Cependant, des signaux inquiétants existent, notamment une baisse des dons observée en 2018 et surtout, pas d’augmentation du nombre de donneurs vivants, contrairement à ce qui est observé chez certains de nos voisins européens. Le CCNE souhaite donc la poursuite des campagnes d’information sur le don d’organes, dont la gratuité doit être maintenue alors que l’on assiste à leur marchandisation dans certains pays. La collaboration avec le milieu associatif est dans ce domaine une priorité.   Comment s’ouvrir à l’innovation en intelligence artificielle en santé en maîtrisant les risques éthiques associés ? En fixant le cadre des états généraux de la bioéthique, le CCNE l’avait ouvert à deux nouveaux sujets désormais essentiels, le numérique et l’environnement. Ce sont deux domaines qui interagissent désormais avec la santé et dont l’importance pourrait être soulignée dans un propos introductif de la prochaine loi de bioéthique. Le numérique en santé, cela va de la robotique au big data en passant par l’intelligence artificielle, des domaines qui vont profondément transformer l’exercice de la médecine mais aussi la relation entre les patients et leurs soignants. Le CCNE n’est pas inquiet par cela mais met en exergue au moins deux points de vigilance. Le premier, c’est la notion de consentement, notamment celui donné au moment d’entrer dans une grande base de données.
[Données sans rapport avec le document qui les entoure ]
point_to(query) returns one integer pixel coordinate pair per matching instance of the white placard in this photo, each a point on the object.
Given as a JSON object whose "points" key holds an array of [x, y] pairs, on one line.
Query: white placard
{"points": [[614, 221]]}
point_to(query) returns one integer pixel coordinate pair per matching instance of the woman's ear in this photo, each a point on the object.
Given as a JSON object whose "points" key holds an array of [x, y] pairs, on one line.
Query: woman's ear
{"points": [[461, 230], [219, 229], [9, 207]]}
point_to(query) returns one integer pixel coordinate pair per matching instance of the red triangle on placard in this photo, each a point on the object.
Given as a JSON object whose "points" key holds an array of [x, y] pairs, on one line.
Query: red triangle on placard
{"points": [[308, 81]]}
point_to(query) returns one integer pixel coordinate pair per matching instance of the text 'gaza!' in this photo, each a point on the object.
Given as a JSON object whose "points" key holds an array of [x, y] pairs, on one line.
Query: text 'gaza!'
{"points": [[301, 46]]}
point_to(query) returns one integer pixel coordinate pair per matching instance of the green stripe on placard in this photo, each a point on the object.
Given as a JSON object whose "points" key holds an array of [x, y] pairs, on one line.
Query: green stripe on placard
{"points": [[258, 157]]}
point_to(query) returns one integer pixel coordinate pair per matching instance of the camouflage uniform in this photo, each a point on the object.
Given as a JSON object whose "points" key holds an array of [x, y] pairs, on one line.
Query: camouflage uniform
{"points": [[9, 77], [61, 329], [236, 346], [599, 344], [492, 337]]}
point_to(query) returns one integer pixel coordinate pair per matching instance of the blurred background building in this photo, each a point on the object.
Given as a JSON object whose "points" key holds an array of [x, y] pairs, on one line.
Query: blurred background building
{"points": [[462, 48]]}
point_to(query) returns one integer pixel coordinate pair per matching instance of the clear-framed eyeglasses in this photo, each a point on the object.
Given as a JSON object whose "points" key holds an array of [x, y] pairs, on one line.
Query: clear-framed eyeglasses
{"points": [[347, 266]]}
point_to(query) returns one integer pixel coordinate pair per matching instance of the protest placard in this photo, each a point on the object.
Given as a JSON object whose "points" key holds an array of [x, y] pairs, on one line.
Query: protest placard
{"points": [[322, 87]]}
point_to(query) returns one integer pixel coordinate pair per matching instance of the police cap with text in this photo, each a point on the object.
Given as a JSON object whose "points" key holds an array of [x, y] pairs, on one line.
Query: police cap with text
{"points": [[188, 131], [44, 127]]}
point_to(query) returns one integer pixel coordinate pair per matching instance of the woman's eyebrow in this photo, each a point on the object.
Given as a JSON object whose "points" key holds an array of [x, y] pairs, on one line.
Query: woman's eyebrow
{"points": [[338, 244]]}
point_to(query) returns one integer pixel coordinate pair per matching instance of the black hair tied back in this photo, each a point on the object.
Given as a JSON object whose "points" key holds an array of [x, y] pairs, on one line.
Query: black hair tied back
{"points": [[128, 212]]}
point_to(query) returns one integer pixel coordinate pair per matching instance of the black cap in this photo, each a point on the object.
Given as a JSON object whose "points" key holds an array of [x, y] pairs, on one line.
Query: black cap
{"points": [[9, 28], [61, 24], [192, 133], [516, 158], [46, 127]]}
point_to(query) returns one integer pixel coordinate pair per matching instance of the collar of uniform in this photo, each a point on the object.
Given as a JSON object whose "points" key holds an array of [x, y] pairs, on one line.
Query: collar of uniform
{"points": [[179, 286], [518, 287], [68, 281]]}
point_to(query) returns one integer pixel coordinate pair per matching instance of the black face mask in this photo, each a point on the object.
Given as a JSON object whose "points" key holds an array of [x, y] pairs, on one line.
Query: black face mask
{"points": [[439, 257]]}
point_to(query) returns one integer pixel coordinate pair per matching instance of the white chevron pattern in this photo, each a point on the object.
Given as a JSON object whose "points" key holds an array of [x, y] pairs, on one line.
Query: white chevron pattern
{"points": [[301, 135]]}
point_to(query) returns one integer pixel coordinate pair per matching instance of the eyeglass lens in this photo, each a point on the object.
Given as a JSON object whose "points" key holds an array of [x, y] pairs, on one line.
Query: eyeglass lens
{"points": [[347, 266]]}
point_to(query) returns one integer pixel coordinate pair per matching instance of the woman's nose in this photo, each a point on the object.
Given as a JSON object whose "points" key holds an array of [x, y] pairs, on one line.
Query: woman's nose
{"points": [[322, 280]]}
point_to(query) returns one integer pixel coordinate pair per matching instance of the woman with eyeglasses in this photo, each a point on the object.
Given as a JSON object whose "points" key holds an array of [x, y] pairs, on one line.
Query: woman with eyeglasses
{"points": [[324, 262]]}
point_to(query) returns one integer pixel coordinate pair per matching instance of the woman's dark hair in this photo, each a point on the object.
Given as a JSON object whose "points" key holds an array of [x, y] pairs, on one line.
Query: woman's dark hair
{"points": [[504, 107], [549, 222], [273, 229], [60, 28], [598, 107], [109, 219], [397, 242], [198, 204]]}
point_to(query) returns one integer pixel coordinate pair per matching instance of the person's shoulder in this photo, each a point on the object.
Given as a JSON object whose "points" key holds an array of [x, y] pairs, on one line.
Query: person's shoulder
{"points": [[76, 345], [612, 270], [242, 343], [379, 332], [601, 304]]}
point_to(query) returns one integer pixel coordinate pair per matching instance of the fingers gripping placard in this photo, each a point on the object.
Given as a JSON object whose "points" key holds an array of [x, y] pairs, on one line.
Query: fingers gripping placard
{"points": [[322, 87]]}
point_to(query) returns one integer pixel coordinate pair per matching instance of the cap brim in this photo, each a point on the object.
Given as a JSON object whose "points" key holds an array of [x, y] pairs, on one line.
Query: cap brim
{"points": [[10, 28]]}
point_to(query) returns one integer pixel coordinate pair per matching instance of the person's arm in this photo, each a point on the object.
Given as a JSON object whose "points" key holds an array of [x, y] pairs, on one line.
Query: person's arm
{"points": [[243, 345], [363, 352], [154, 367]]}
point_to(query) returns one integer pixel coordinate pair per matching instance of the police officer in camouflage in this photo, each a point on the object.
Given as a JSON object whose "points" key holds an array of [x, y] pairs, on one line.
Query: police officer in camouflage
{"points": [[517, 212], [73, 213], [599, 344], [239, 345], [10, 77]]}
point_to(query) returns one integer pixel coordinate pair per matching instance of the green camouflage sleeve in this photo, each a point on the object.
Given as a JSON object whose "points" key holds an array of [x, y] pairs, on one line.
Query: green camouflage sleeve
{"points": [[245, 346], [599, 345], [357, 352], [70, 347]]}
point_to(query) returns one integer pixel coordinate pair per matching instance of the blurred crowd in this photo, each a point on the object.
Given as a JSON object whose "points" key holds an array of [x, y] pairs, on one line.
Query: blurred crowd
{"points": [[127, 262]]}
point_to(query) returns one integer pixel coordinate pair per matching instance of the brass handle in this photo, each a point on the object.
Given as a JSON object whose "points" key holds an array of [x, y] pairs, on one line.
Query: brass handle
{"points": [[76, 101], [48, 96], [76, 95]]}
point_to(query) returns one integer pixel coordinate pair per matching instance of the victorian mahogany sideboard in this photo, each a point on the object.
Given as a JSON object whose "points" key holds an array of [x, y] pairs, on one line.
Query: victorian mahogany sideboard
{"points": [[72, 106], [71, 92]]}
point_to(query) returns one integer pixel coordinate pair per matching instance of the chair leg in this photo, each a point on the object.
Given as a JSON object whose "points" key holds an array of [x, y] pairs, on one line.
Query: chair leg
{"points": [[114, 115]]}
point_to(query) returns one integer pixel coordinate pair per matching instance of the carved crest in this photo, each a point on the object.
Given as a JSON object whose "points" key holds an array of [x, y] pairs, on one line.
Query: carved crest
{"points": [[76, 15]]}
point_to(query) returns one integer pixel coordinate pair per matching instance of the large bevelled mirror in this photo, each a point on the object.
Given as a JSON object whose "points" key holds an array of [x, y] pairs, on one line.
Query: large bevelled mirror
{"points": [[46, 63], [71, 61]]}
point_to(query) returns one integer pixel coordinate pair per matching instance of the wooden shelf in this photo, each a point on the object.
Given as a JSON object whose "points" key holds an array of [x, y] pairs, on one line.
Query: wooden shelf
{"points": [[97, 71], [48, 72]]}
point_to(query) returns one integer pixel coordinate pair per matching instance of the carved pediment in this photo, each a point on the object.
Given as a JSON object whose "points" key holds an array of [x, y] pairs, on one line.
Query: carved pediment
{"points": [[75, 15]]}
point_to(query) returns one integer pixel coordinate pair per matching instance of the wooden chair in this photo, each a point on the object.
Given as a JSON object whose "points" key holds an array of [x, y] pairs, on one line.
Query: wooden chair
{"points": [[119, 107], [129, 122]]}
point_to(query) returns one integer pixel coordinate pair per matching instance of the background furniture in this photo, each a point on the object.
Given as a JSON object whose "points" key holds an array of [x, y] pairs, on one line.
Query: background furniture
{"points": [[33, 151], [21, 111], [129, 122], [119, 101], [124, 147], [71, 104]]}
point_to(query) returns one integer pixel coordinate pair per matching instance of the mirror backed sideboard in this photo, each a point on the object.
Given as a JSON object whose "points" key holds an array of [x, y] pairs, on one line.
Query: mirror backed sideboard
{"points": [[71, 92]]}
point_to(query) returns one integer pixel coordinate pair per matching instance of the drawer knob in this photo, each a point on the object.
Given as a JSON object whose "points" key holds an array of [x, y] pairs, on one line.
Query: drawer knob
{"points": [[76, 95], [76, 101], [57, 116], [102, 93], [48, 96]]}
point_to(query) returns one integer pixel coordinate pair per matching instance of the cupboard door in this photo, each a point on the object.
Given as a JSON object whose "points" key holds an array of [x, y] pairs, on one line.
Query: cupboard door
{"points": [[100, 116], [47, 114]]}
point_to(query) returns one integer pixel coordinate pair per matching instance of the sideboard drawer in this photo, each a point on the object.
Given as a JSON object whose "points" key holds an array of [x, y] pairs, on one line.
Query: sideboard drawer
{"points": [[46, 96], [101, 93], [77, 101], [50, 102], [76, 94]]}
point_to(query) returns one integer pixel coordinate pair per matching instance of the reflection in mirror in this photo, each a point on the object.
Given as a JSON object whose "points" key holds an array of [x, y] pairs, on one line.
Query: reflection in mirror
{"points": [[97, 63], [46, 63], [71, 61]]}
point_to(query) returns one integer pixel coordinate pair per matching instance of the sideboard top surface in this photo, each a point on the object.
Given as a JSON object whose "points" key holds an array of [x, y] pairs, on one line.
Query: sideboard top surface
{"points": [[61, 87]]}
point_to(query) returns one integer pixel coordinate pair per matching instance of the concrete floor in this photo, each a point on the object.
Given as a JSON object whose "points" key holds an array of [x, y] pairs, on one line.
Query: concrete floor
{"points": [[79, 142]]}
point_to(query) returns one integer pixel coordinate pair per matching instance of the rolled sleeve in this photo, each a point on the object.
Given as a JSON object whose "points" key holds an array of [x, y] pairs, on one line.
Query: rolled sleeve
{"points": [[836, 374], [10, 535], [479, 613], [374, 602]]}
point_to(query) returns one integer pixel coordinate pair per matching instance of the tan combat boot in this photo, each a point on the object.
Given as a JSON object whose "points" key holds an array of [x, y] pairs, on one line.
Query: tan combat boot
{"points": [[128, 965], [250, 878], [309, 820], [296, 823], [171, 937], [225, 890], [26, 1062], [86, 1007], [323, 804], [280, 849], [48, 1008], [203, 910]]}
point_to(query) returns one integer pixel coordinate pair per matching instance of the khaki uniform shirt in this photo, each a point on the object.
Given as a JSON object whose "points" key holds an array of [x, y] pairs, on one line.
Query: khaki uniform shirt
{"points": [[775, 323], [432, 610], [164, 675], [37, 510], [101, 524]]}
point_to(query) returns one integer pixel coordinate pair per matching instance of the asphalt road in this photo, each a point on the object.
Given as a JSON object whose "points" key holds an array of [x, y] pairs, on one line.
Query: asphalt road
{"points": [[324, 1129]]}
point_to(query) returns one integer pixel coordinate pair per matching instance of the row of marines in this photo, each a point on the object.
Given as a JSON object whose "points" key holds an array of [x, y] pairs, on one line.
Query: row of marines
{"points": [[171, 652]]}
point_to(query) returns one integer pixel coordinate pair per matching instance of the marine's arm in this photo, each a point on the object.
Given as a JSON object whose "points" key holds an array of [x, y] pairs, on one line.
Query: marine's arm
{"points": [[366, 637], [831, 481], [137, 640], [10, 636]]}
Le "non éthique" serait surtout de freiner l’entrée de la médecine dans l'ère du numérique

Le second, c’est la notion d’inégalité d’accès au numérique, notamment pour les personnes vulnérables, âgées ou défavorisées. Pour ne prendre qu’un exemple simple, il ne faudrait pas que ces personnes soient demain en difficulté pour prendre un rendez-vous à l’hôpital ou chez leur médecin ! Le CCNE propose que soit inscrit au niveau législatif le principe fondamental d’une garantie humaine du numérique en santé, c’est-à-dire la supervision humaine de toute utilisation du numérique en santé, et l’obligation d’instaurer, pour toute personne le souhaitant et à tout moment, la possibilité d’un contact humain en mesure de lui transmettre l’ensemble des informations concernant les modalités d’utilisation du numérique dans le cadre de son parcours de soins. Pour conclure sur cette question du numérique en santé, le "non éthique" serait surtout de freiner l’entrée de la médecine dans cette ère du numérique, si prometteuse pour chacun de nous.